Enter player seat left, who, when I raise to 600 (I have 17k left, blinds 100/200) with pocket Jacks, re-raises to 3,000.  I pass.  Then the very next hand, I raise to 600 again with pocket Queens, and he does it again - 3k.  I call.  With no Aces or Kings on the flop, I genuinely think I am going to be ahead and look forward to him betting anyway.  Flop: Th 4h 5d.  And that's it - I check-called his pot bet on the flop and moved in for 9,000 on the 4d turn.  He had AA, and that was the end of that.  I consider that I could have folded a)preflop, if I'd figured out he had a genuine hand, although I'm not sure I'm good enough to tell in that instance or b)on the flop, if I bet out fairly sizeably and got raised even more so, which I'm sure is what would have happened.

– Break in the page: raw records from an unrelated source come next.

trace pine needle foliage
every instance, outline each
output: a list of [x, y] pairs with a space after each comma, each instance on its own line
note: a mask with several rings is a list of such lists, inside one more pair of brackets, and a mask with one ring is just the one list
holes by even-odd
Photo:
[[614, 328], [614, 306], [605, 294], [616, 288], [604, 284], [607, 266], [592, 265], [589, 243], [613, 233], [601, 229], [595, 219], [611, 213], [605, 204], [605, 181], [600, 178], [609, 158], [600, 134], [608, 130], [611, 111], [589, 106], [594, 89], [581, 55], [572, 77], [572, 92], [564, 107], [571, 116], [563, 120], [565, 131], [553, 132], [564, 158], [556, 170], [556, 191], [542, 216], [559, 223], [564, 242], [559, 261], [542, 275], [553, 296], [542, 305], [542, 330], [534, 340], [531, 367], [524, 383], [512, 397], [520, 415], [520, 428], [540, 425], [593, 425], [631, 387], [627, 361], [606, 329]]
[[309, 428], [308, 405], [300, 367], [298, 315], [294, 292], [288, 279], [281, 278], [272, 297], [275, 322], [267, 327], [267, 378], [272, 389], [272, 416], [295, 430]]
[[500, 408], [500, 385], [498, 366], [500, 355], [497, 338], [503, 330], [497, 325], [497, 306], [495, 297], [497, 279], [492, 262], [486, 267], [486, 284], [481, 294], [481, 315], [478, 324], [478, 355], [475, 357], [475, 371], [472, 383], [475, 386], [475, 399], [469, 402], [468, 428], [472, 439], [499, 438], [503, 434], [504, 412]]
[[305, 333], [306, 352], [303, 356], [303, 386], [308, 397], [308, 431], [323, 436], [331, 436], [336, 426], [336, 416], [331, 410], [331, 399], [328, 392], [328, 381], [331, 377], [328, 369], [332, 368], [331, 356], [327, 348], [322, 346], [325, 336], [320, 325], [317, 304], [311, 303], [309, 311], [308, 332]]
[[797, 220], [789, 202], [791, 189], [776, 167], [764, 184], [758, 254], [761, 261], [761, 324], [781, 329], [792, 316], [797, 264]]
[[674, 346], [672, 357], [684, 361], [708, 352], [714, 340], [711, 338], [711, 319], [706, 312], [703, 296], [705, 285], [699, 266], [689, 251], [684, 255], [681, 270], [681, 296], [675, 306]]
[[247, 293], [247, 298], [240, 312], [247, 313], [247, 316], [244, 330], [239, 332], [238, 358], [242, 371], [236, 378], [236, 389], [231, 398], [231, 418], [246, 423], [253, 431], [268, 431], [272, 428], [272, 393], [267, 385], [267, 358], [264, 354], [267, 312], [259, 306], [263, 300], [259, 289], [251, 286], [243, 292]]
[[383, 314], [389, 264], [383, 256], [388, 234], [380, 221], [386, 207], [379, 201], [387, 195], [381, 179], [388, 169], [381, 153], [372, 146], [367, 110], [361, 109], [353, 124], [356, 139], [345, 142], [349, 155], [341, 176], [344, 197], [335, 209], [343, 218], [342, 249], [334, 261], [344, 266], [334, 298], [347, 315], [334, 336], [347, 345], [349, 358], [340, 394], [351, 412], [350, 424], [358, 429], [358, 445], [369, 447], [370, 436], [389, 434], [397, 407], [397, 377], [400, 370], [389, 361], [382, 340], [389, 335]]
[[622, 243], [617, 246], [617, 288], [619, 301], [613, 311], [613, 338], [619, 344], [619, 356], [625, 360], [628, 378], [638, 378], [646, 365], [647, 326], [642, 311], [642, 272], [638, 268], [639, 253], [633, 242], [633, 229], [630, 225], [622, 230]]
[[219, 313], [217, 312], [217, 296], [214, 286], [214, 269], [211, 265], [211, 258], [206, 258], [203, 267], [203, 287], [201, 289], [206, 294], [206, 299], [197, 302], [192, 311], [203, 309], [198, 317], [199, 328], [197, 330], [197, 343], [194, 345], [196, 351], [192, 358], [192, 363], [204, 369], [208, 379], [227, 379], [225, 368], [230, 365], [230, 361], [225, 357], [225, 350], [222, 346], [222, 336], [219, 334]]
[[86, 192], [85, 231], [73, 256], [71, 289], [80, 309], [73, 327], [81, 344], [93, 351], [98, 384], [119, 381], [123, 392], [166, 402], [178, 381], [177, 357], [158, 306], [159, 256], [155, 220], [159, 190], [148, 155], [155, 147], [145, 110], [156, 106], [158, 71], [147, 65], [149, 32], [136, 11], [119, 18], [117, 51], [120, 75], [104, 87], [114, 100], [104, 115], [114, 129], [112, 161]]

To be honest, I know full well there's no reason to lose one's whole stack with one pair - even when you know that the flop can't really have brought a sneaky set or any kind of straight, etc etc.  The only explanation for it would have been a purely aggressive bet on the flop as he felt he rather ought to with AK(h?) or a smaller pair, or that he had the goods all along, and just bet as strongly as possible.  Yes, the latter, not the former, is the case, and had I just joined the table there's no way I would have thought my Queens to be winning - it's a case of Paying Attention Paying You Back - in a bad way. 

With 70-something players left in, it's a long long way to the money (final nine only) but I look forward to tikay getting to his umpteenth final in a row (I refer you, ladies and gents, to Luton last week).  This is still a fantastic tournament and if at all possible I'll be back when the snow is four feet deep and there's little or no sunlight to try it again.